NEW DELHI: The Minister of State for Finance, Pankaj Chaudhary, has sharply criticised a glaring issue: a fundamental lack of transparency in the auction of pledged gold jewellery by defaulters.
During a recent Rajya Sabha session, Chaudhary described the process as deeply troubling—adding that it often ends with borrowers recovering far less than the actual market value of their pledged assets.
The Reserve Bank of India (RBI) confirmed these concerns in a major audit issued in September 2024, flagging multiple irregularities: gold valuation conducted without the borrower’s presence, inadequate due diligence, inconsistent loan-to-value (LTV) monitoring, recycling of loans, and critically, non-transparent auctions that dramatically under-price collateral.
Experts warn these issues go beyond bookkeeping – they undermine borrower rights. Legal professionals and consumer advocates suggest that poor auction practices of gold jewellery can amount to systematic exploitation.
In some cases, borrowers report their pledged gold – valued at Rs6,000 per gram – being auctioned for nearly half that price on the open market. Another account describes customers waiting months to recover excess auction proceeds they legally deserve: “The lender hasn’t refunded the excess even seven months later,” lamented one borrower on online forums
RBI demanded that all gold‑lending entities – banks and NBFCs – complete a comprehensive policy overhaul within three months, or face strict supervisory action, including licensing restrictions. These reforms focus on ensuring proper borrower presence during valuation, transparent auction practices, accurate LTV compliance, and rigorous governance over third-party service providers.

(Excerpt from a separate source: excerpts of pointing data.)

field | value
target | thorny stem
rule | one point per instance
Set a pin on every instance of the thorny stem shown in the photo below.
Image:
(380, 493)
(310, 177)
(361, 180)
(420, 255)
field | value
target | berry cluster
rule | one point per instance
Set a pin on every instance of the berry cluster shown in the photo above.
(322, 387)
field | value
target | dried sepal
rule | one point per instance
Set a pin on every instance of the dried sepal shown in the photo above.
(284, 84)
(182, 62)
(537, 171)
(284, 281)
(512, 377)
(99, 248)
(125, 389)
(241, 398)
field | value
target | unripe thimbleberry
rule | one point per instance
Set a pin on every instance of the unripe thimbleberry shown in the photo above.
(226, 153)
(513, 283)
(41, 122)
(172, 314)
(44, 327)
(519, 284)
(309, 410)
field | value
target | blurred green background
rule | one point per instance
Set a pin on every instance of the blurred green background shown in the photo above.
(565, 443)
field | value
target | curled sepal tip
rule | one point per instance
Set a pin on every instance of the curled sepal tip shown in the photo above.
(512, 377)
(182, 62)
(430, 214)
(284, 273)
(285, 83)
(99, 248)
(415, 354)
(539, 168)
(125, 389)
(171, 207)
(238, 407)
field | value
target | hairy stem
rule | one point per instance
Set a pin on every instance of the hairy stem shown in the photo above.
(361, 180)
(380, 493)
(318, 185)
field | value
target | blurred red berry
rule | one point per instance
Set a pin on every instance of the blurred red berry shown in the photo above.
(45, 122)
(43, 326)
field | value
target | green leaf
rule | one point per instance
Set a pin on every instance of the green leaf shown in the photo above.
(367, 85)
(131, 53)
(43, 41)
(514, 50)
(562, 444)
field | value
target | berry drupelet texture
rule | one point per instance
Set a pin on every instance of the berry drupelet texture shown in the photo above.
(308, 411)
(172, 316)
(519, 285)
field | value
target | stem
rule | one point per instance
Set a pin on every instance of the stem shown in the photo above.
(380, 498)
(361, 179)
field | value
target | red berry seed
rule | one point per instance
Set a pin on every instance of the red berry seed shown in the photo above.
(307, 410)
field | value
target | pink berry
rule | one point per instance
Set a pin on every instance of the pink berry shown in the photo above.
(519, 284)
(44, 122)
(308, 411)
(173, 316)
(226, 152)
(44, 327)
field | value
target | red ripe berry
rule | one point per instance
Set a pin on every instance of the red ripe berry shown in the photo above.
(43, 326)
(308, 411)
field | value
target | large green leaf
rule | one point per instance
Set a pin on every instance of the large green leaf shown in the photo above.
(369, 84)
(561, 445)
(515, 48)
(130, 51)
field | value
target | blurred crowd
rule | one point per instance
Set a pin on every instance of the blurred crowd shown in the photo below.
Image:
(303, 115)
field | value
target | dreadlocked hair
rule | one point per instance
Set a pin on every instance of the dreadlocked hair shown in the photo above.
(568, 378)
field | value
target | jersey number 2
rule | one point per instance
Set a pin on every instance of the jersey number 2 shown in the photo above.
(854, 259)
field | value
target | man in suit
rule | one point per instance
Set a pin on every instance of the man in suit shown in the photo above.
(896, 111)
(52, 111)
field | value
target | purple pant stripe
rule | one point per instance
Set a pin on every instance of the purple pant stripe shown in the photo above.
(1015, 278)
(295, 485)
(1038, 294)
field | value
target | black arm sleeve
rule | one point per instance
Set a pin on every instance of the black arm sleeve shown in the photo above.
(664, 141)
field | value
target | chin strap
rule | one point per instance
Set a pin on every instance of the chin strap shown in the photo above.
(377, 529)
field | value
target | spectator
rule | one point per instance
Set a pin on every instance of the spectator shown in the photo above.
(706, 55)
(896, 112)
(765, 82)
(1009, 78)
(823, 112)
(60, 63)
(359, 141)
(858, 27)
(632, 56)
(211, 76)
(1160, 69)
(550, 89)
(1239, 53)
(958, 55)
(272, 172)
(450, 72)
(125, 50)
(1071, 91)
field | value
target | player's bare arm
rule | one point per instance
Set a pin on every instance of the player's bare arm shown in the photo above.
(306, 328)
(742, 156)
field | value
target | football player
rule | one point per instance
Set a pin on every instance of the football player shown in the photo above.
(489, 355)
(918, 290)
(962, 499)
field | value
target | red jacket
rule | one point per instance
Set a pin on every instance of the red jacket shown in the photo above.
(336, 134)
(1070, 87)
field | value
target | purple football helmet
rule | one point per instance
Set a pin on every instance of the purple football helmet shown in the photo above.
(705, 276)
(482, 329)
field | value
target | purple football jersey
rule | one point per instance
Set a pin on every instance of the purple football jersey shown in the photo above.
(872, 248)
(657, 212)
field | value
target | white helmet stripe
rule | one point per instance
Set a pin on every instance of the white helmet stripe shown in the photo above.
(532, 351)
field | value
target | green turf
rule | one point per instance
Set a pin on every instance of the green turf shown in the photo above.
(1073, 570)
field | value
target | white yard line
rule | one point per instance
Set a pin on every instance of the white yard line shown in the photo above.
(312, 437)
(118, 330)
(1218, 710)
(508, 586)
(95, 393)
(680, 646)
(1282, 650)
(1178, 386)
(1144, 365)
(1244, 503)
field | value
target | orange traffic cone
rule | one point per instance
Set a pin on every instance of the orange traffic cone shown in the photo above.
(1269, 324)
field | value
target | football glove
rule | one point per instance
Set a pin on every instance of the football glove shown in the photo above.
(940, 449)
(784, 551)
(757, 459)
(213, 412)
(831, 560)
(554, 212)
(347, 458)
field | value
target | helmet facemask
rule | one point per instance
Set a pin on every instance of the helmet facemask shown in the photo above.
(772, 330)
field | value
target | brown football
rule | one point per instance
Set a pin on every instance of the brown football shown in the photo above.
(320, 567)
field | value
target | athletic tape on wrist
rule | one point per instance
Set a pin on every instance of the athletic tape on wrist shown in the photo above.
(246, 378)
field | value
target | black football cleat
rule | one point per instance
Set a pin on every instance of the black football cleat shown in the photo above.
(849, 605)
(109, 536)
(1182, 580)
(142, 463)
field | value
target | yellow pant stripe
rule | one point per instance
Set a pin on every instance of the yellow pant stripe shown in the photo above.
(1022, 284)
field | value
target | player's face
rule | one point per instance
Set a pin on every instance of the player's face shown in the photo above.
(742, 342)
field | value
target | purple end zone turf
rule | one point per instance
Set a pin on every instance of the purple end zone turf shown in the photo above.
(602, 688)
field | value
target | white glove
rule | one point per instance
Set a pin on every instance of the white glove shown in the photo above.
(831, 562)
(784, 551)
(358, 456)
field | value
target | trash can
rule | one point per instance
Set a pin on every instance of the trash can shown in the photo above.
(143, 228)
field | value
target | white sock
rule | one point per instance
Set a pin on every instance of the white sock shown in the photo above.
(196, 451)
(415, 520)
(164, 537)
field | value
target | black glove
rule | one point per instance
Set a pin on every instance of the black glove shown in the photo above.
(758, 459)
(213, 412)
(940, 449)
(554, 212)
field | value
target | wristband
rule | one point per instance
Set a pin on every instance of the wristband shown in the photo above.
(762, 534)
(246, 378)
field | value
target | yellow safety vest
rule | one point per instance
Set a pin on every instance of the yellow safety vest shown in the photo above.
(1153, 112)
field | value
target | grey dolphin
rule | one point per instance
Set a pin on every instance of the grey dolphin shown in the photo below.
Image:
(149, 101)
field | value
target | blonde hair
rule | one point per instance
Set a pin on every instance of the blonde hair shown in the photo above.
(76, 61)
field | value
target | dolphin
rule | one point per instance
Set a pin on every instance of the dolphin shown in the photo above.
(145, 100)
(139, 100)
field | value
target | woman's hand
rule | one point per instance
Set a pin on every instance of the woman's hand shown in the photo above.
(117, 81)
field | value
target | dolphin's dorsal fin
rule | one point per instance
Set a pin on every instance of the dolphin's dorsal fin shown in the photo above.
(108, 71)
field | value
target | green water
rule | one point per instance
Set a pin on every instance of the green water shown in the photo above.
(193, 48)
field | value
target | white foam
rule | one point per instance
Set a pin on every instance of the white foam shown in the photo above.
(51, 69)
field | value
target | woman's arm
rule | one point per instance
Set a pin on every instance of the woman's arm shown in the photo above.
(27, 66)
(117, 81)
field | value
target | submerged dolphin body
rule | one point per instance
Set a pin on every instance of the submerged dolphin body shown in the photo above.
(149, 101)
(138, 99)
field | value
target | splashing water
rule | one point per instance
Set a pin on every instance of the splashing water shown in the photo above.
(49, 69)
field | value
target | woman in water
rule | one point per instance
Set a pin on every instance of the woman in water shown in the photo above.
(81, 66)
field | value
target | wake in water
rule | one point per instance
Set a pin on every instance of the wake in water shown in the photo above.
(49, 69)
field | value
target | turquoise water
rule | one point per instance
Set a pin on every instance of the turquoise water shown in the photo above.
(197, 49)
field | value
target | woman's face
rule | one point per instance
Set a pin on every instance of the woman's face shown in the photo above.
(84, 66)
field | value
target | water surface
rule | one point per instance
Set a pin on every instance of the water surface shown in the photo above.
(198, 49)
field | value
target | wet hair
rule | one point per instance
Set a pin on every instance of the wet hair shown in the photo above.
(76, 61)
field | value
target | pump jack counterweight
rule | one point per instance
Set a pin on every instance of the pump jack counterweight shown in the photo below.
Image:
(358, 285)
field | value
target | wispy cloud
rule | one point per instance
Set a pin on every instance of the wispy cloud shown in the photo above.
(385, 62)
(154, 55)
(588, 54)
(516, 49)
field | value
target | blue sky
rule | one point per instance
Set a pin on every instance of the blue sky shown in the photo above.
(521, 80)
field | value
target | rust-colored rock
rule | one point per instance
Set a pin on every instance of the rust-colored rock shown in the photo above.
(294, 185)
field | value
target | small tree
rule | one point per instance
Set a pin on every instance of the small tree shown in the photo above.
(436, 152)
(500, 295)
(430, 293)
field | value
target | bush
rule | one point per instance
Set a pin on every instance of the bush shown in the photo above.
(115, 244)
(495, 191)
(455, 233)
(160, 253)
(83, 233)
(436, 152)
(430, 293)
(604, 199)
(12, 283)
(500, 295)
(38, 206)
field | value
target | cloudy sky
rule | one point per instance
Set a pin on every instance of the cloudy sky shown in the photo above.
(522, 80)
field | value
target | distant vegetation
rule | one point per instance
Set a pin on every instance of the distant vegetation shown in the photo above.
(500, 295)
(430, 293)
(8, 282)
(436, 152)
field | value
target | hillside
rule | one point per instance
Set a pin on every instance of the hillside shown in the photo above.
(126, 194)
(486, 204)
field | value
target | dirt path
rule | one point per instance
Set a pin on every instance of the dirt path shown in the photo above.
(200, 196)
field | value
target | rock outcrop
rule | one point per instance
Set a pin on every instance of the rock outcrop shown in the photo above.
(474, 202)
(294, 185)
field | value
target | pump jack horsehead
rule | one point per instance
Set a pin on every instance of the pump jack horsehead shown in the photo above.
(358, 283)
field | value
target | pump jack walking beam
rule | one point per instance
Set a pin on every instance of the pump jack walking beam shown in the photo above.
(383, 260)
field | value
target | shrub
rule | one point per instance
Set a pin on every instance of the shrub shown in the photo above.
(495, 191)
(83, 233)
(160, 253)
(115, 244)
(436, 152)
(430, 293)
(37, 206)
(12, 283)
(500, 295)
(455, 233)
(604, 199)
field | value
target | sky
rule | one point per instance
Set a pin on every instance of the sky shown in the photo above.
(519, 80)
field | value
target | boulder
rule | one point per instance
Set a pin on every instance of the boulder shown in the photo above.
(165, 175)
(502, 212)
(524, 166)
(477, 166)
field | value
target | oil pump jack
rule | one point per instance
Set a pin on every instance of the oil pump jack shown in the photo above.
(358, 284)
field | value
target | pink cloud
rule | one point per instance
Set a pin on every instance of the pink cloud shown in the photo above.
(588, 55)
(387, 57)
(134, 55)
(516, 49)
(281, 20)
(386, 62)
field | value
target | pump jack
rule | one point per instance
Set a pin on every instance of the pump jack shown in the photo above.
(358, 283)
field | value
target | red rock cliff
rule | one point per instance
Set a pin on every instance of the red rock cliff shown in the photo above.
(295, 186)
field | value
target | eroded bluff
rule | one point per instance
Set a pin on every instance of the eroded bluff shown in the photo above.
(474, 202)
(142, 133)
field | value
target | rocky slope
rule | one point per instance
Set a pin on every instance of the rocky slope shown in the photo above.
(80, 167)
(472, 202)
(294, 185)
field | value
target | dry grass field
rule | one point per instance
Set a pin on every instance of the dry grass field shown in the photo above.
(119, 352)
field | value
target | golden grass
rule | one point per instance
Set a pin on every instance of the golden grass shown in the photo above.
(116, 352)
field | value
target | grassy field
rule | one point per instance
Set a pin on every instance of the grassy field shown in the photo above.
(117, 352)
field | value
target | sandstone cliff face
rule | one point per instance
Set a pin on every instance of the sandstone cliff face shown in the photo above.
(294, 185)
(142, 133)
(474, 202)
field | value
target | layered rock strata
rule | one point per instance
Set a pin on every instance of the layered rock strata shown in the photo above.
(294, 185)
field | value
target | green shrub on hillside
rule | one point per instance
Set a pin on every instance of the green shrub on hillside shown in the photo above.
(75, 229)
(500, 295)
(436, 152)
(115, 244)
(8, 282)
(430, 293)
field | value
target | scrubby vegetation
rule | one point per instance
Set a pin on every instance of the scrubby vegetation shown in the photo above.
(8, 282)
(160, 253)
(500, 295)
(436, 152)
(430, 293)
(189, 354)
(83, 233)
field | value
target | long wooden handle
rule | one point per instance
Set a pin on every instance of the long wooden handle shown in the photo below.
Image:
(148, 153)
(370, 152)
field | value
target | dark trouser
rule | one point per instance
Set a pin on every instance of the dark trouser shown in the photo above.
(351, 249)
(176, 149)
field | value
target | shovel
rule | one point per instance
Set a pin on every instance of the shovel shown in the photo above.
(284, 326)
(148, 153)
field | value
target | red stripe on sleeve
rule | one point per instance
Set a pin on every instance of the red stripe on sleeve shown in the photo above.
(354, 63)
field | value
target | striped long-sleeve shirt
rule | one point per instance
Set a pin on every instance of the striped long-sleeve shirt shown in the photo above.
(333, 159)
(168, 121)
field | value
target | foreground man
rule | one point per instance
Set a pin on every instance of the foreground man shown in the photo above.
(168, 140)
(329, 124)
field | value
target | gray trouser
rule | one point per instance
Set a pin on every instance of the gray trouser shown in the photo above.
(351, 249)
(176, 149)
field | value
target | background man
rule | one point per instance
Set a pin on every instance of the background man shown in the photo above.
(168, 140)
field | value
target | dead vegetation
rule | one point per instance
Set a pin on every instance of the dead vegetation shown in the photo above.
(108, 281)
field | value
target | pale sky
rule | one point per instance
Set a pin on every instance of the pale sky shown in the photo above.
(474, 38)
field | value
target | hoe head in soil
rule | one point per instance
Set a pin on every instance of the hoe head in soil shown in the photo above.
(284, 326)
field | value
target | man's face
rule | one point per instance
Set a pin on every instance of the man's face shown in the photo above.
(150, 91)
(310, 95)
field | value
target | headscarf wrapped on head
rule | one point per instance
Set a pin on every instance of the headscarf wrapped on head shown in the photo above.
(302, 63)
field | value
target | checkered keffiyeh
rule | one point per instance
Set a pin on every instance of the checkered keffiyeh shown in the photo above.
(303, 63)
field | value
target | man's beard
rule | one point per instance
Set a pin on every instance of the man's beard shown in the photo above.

Why consumers should be worried
With gold loans surging by 30–50 per cent between September 2024 and early 2025, and gross NPAs in gold loans climbing to Rs4,470 crore for NBFCs and Rs2,162 crore for banks, the risks are real.
Borrowers in distress, often from rural or low-income backgrounds, face significant financial loss due to undervalued auctions and weak grievance redressal. Experts argue this not only hurts consumers, but also dents trust in one of the key credit instruments serving financial inclusion.
Industry insiders suggest that some bidders at auctions may form informal cartels, while internal or outsourced staff may prioritise speed over fairness. Without proper buyer vetting or live market references, auction prices often remain artificially depressed.
Analysts also point to a lack of public oversight or standardised auction rules enforced across lenders.
Regulators have indicated that persistent under-recovery in these auctions could worsen banks’ bad loan ratios by shrinking collateral value, and could ultimately slow down the aggressive growth seen in the gold-loan segment.
The path ahead
With RBI’s April 2025 proposals introducing stricter norms – such as limits on top‑ups, prohibiting dual pledges on the same gold, standardising purity/weight assessments, and mandating end-use monitoring – the onus is now on lenders to rebuild procedural integrity.
Whether reforms are implemented in full, and whether tribunals or consumer courts enforce refunds of unearned auction proceeds, will determine if India can turn this flagged practice from a scandal into a safeguarded credit tool.